Treasuries and mortgages opened firm this morning ahead of the Sept existing home sales at 10:00. The dollar is being hit again this morning, adding support to the stock indexes and the bond market; the finance ministers finished their meeting in South Korea with a statement that MAYBE the G-20 will think about adopting a plan to make currencies more attuned to markets and the economy rather than moving closer to a currency war that has been brewing for months; the dollar this morning is pushing into lows against the yen not seen in years. European stocks climbed after Group of 20 finance chiefs heightened speculation the Federal Reserve will announce further stimulus measures next week.  

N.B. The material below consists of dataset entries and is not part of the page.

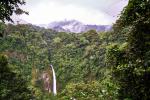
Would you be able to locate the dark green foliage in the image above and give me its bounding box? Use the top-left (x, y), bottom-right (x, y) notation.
top-left (112, 0), bottom-right (150, 100)
top-left (0, 0), bottom-right (28, 22)
top-left (0, 54), bottom-right (31, 100)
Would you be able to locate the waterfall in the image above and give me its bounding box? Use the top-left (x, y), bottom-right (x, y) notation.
top-left (50, 65), bottom-right (57, 95)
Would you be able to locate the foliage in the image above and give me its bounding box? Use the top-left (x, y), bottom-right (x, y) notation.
top-left (0, 54), bottom-right (31, 100)
top-left (112, 0), bottom-right (150, 100)
top-left (0, 0), bottom-right (28, 22)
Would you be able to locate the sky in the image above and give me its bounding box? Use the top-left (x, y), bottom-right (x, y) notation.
top-left (14, 0), bottom-right (128, 25)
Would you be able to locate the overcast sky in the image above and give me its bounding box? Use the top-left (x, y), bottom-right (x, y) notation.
top-left (15, 0), bottom-right (128, 25)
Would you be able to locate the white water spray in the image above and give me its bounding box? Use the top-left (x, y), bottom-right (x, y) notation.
top-left (50, 65), bottom-right (57, 95)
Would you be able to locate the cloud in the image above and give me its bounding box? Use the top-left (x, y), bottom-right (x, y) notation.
top-left (17, 0), bottom-right (127, 24)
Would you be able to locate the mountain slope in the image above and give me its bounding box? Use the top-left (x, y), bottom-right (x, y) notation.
top-left (47, 20), bottom-right (112, 33)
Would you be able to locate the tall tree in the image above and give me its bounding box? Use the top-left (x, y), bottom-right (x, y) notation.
top-left (114, 0), bottom-right (150, 100)
top-left (0, 0), bottom-right (28, 22)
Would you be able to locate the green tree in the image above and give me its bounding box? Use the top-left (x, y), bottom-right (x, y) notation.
top-left (0, 54), bottom-right (31, 100)
top-left (112, 0), bottom-right (150, 100)
top-left (0, 0), bottom-right (28, 22)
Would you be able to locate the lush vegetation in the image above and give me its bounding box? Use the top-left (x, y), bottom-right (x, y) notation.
top-left (0, 0), bottom-right (150, 100)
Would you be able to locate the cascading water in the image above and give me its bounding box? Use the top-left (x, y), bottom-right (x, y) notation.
top-left (50, 65), bottom-right (57, 95)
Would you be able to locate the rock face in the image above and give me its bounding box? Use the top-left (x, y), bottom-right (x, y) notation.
top-left (47, 20), bottom-right (112, 33)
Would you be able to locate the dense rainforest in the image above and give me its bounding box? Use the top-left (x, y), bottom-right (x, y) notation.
top-left (0, 0), bottom-right (150, 100)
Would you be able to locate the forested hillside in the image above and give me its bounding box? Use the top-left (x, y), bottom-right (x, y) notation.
top-left (0, 0), bottom-right (150, 100)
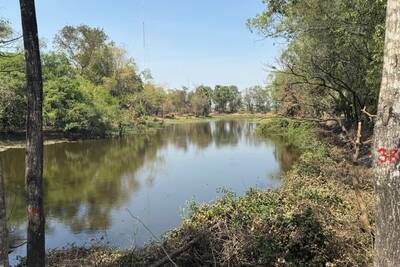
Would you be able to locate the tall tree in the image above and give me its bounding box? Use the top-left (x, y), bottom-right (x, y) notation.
top-left (20, 0), bottom-right (45, 267)
top-left (0, 161), bottom-right (8, 267)
top-left (374, 0), bottom-right (400, 267)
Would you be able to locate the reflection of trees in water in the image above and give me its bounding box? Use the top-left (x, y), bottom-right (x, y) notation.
top-left (0, 121), bottom-right (291, 241)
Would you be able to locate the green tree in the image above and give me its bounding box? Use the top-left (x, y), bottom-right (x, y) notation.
top-left (249, 0), bottom-right (386, 123)
top-left (55, 25), bottom-right (113, 84)
top-left (189, 85), bottom-right (212, 116)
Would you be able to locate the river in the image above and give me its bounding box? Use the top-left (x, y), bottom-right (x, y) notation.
top-left (0, 121), bottom-right (296, 263)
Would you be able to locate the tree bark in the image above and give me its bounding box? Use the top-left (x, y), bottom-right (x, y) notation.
top-left (20, 0), bottom-right (45, 267)
top-left (374, 0), bottom-right (400, 267)
top-left (0, 162), bottom-right (8, 267)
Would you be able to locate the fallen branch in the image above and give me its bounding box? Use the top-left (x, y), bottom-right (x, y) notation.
top-left (126, 209), bottom-right (178, 267)
top-left (150, 236), bottom-right (200, 267)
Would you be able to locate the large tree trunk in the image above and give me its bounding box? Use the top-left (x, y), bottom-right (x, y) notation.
top-left (20, 0), bottom-right (45, 267)
top-left (0, 162), bottom-right (8, 267)
top-left (374, 0), bottom-right (400, 267)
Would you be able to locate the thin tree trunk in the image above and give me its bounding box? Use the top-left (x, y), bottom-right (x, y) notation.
top-left (374, 0), bottom-right (400, 267)
top-left (20, 0), bottom-right (45, 267)
top-left (0, 162), bottom-right (8, 267)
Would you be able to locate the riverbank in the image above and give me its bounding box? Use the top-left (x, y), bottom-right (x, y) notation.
top-left (0, 113), bottom-right (269, 152)
top-left (15, 117), bottom-right (373, 266)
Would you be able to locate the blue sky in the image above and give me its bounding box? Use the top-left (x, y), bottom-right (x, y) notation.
top-left (0, 0), bottom-right (283, 89)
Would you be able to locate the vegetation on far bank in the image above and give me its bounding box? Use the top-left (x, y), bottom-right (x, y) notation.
top-left (32, 118), bottom-right (373, 266)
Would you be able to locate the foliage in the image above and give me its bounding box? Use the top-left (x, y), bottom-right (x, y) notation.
top-left (243, 85), bottom-right (271, 113)
top-left (213, 85), bottom-right (241, 113)
top-left (248, 0), bottom-right (386, 126)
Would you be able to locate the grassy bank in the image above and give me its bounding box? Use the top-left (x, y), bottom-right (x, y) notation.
top-left (0, 113), bottom-right (269, 152)
top-left (18, 116), bottom-right (373, 266)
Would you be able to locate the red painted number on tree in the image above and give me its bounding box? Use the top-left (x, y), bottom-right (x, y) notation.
top-left (378, 147), bottom-right (399, 163)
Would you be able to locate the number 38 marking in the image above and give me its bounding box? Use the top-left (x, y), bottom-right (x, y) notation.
top-left (378, 147), bottom-right (399, 163)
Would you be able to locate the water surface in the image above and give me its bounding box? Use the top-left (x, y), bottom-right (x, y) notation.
top-left (0, 121), bottom-right (296, 264)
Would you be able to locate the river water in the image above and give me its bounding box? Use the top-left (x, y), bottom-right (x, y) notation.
top-left (0, 121), bottom-right (296, 263)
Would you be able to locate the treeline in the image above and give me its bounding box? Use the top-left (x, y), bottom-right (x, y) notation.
top-left (248, 0), bottom-right (387, 131)
top-left (0, 20), bottom-right (270, 135)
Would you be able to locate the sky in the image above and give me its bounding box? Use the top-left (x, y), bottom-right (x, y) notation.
top-left (0, 0), bottom-right (283, 90)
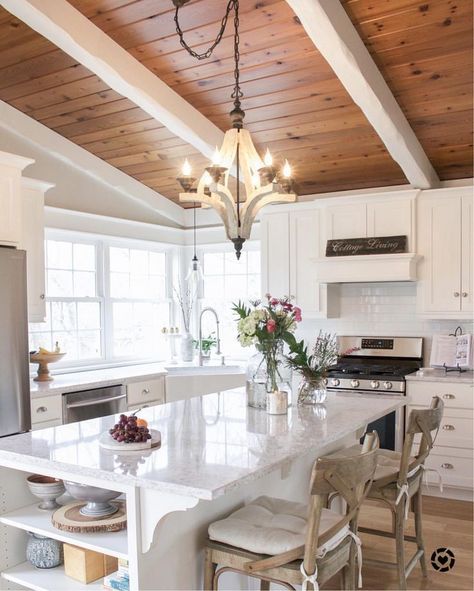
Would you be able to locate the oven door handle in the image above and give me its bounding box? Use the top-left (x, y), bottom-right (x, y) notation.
top-left (66, 394), bottom-right (127, 408)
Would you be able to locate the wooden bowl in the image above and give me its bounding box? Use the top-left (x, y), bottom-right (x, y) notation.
top-left (30, 352), bottom-right (66, 382)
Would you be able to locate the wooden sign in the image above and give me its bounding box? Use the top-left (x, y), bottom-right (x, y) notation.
top-left (326, 236), bottom-right (407, 257)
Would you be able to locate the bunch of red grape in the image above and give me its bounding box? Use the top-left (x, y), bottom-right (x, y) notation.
top-left (109, 415), bottom-right (151, 443)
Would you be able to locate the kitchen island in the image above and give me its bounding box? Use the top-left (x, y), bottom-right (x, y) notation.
top-left (0, 389), bottom-right (405, 591)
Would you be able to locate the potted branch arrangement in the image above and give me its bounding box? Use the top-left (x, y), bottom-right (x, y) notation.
top-left (173, 283), bottom-right (196, 361)
top-left (233, 294), bottom-right (301, 414)
top-left (286, 331), bottom-right (338, 404)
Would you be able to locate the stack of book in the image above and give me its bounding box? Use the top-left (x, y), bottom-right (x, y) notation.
top-left (104, 558), bottom-right (130, 591)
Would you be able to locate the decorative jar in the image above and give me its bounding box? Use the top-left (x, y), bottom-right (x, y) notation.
top-left (246, 344), bottom-right (292, 410)
top-left (26, 532), bottom-right (64, 568)
top-left (298, 378), bottom-right (328, 404)
top-left (181, 332), bottom-right (194, 361)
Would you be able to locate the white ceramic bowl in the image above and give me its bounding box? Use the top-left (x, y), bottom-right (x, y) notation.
top-left (64, 480), bottom-right (121, 517)
top-left (26, 474), bottom-right (64, 510)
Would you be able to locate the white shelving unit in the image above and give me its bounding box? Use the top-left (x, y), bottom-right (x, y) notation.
top-left (0, 504), bottom-right (128, 560)
top-left (2, 562), bottom-right (104, 591)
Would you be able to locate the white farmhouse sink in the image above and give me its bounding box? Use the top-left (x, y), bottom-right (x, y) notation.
top-left (165, 363), bottom-right (245, 402)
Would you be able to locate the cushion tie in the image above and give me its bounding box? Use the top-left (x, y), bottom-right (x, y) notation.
top-left (300, 562), bottom-right (319, 591)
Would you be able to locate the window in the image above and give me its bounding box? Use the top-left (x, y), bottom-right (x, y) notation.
top-left (201, 243), bottom-right (261, 359)
top-left (30, 234), bottom-right (171, 366)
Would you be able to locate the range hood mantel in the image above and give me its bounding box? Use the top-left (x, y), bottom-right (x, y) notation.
top-left (314, 252), bottom-right (421, 283)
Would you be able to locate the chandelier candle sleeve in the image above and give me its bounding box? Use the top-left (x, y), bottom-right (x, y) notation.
top-left (174, 0), bottom-right (296, 258)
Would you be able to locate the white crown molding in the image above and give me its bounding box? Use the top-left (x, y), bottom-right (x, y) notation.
top-left (287, 0), bottom-right (440, 189)
top-left (0, 100), bottom-right (184, 226)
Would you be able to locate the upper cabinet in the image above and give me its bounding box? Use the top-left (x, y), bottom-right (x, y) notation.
top-left (418, 188), bottom-right (474, 318)
top-left (0, 152), bottom-right (34, 246)
top-left (19, 177), bottom-right (54, 322)
top-left (261, 208), bottom-right (339, 318)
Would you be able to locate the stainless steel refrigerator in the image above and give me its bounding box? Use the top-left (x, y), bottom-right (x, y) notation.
top-left (0, 246), bottom-right (31, 437)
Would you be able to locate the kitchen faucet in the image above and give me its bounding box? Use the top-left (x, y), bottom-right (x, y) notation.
top-left (199, 308), bottom-right (221, 365)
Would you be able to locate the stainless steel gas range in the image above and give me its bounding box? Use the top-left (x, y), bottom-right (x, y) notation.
top-left (327, 336), bottom-right (423, 451)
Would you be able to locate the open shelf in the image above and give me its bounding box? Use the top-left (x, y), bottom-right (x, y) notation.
top-left (2, 562), bottom-right (104, 591)
top-left (0, 504), bottom-right (128, 560)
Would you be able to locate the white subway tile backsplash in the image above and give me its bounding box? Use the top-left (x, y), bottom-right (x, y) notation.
top-left (299, 282), bottom-right (474, 363)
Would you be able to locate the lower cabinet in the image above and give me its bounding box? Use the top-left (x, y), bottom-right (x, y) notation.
top-left (127, 376), bottom-right (166, 410)
top-left (407, 378), bottom-right (474, 498)
top-left (262, 209), bottom-right (339, 318)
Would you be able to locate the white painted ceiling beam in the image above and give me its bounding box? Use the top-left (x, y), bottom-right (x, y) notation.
top-left (0, 101), bottom-right (185, 226)
top-left (0, 0), bottom-right (224, 163)
top-left (287, 0), bottom-right (440, 189)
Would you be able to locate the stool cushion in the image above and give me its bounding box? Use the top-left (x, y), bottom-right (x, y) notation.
top-left (209, 497), bottom-right (349, 555)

Ben Bernanke spoke early this morning (8:30) saying the central bank and other regulators are “intensively” examining financial firms’ home-foreclosure practices and expect preliminary findings next month. “We have been concerned about reported irregularities in foreclosure practices at a number of large financial institutions,” ...... “We are looking intensively at the firms’ policies, procedures, and internal controls related to foreclosures and seeking to determine whether systematic weaknesses are leading to improper foreclosures.”  He didn’t comment on the outlook for the economy or monetary policy, eight days before the Fed meets to decide on what economists and investors expect will be a plan to boost growth by restarting large-scale securities purchases. After discussing foreclosures, he devoted much of his remarks to the Fed’s housing-market efforts, such as studies, conferences and events serving troubled borrowers.


The DJIA opened +50; 10 yr at 9:30 +14/32 2.51% -6 bp and mortgage prices +7/32 (.22 bp) on 30s and +5/32 (.15 bp) on 15s.


At 10:00, the only data today, Sept existing home sales, expected up 2.9%, increased 10.0% to 4.53 mil annualized. A big jump but not what the headlines would suggest; most closings were part of the tax credit, 35% of the sales were distressed sales and now with the foreclosure issues sales in Oct won't do so well. The median home price $171,700.00 with a 10.7 month supply on the markets, inventory levels did decline 1.9% but still leaves a huge overhang, especially when the foreclosure moratorium ends. There was no reaction to the better report in the bond or mortgage markets on the report.  


This Week's Economic calendar:


            9:00 am Case/Shiller 20 city home price index (+2.0%, August +3.18%)

           10:00 Oct consumer confidence index (49.0 frm 48.5)

            1:00 pm $35B 2 yr note auction


           7:00 am Weekly MBA mortgage applications

           8:30 am Sept durable goods orders (+1.7%; ex transportation orders +0.1%)

          10:00 am Sept new home sales (+2.4% to 295K units annualized)

           1:00 pm $35B 5 yr note auction


          8:30 weekly jobless claims (+3K to 455K)

          1:00 pm $29B 7 yr note auction


          8:30 am Q3 advance GDP (+2.0% frm +1.7% in Q2)

                       Q3 employment cost index (+0.5%)

         9:45 am Oct Chicago purchasing mgrs index (57.5 frm 60.4)

         9:55 am U. of Michigan consumer sentiment index (68.0 frm 67.9)


Interest rate markets are likely to continue their narrow trendless range through the week ahead of the QE and elections next week. Over the past two weeks mortgage prices and mortgage rates have been generally flat with prices moving in a very narrow range. The Fed will step up and announce large scale buying of treasuries when the FOMC meeting concludes on Nov 3rd, in the meantime the Nov 2nd elections, while generally conceded to Republicans, is still a soft point for markets; the margins of victories and the number of them will be closely monitored as a measure of consumer discontent that has increased dramatically over the past 9 months. The health care bill a true mess, and government spending have consumers increasingly nervous over the economic outlook. Can the new make up of the House and Senate change the underlying fears of consumers? Will Pres Obama stand strong and use his veto powers to hold health care as it is currently written or will he concede the bill is flawed and work to fix it? These and other key questions will dominate through the remainder of the year.